茅根伊予之介や鮎沢伊太夫らかつての同志を井伊の安政の大獄によって殺害・弾圧され、怒りに燃えた関鉄之介ら水戸藩士17名と薩摩藩士・有村次左衛門が登城途中の井伊を襲撃し、殺害した。桜田門外の変である。
幕府は権威失墜を防止するため、殺害犯の逮捕に急ぐ傍ら、井伊の首と胴体を縫合して、「襲撃時に首を取られたのは加田九郎太」と公表したが、
犯行場所が他の藩屋敷前、かつ犯行日時が「雛の節句(雛祭り)」に合わせる形での江戸滞在藩主の一斉登城日だったせいで大名行列を見に来て事件に遭遇した目撃者が多くいて、しかも現場では雪の降りしきるなか鮮血が飛び散っていたため、大老が凶刃に斃れたというニュースは瞬く間に全国に拡散。

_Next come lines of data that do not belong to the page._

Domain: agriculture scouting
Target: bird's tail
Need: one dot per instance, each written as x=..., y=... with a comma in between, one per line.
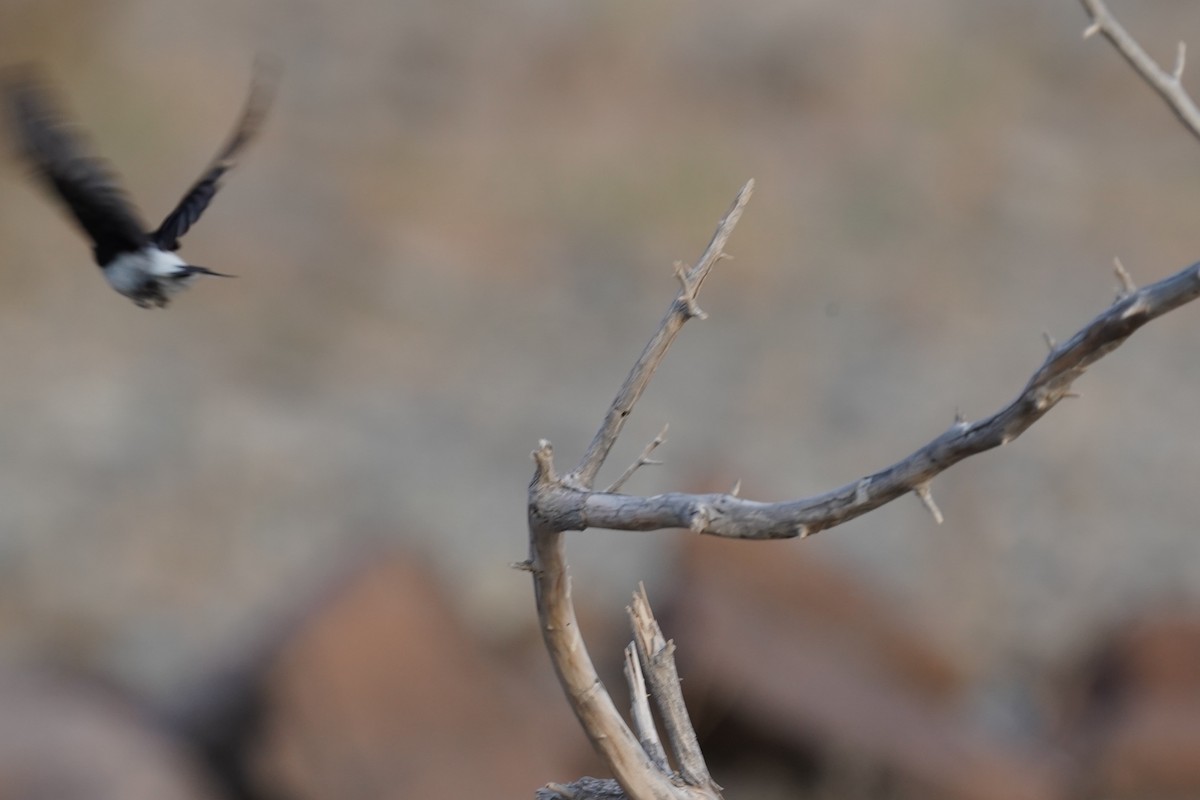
x=191, y=269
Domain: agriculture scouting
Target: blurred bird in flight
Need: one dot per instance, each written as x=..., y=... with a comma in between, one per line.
x=139, y=264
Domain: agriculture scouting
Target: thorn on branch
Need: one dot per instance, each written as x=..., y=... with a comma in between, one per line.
x=544, y=458
x=927, y=499
x=1127, y=286
x=688, y=294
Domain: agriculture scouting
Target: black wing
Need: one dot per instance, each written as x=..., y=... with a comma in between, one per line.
x=84, y=184
x=202, y=192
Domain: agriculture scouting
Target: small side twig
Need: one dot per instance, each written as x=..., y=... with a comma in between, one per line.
x=657, y=655
x=1169, y=85
x=681, y=311
x=642, y=461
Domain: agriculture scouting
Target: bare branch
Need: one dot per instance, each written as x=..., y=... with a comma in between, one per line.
x=1168, y=85
x=681, y=311
x=723, y=515
x=643, y=459
x=586, y=788
x=657, y=655
x=927, y=499
x=640, y=710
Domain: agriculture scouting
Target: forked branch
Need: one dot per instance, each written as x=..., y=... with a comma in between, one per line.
x=558, y=504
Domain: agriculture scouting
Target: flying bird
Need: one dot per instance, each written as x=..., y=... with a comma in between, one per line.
x=139, y=264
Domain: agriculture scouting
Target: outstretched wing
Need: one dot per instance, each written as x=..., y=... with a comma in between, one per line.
x=84, y=184
x=202, y=192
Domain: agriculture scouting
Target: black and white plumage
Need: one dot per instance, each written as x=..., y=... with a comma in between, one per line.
x=139, y=264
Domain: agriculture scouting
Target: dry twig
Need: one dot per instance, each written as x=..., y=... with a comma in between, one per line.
x=569, y=503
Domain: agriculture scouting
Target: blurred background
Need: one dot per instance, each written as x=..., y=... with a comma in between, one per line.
x=257, y=545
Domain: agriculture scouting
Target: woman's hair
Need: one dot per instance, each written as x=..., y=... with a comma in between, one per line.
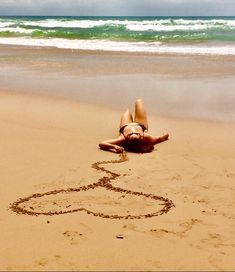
x=137, y=146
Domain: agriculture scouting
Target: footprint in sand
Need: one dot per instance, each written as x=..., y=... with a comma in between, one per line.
x=74, y=237
x=184, y=228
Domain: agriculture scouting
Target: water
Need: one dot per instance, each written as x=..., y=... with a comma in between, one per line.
x=184, y=35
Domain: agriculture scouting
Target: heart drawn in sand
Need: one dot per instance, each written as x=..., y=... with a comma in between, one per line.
x=64, y=201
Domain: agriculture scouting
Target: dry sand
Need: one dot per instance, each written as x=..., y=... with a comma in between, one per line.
x=49, y=143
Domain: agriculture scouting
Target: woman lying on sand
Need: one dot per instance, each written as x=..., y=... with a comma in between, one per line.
x=133, y=133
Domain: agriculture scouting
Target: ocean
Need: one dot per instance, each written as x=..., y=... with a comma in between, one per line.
x=176, y=35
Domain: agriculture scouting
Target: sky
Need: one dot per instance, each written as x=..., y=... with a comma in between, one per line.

井伊大老暗殺事件を必死に隠し、あくまでも「大老は病臥中である」と取り繕い、大老の屋敷に御種人参を見舞いの品として贈答するほどの幕府の滑稽なまでの隠蔽工作をあざける狂歌が詠まれた。
「いい鴨を網でとらずに駕籠でとり」
「倹約で枕いらずの御病人」
「遺言は尻でなさるや御大病」
「人参で首をつげとの御沙汰かな」
そうして、桜田門外の変の後のごたごたがある程度処理された2か月後、ようやく幕府は井伊の死を公表。これとても「闘病の末病死」と死因を偽装したものであった。井伊の墓に記された命日は「萬延元年閏三月二十八日没」(1860年5月18日)とされている。
なお、井伊を襲撃した18人のうち、ほとんどが逮捕の上斬首されたか
逃げる途中に観念して切腹、あるいは傷死し、わずか2名が明治まで生存している。
桜田門外の変の現場にて直弼の護衛をしていた者のうち、
死亡者は無罪、重傷者は遠島、軽傷者は切腹の判決が下された。重傷者8名は下野国の佐野に配流され、藩邸に逃げ帰った者のうち軽傷であった5名には切腹の沙汰が下された。さらに無傷で逃走した6名には武士としての面目を保つ切腹すら許されず、斬首刑となった。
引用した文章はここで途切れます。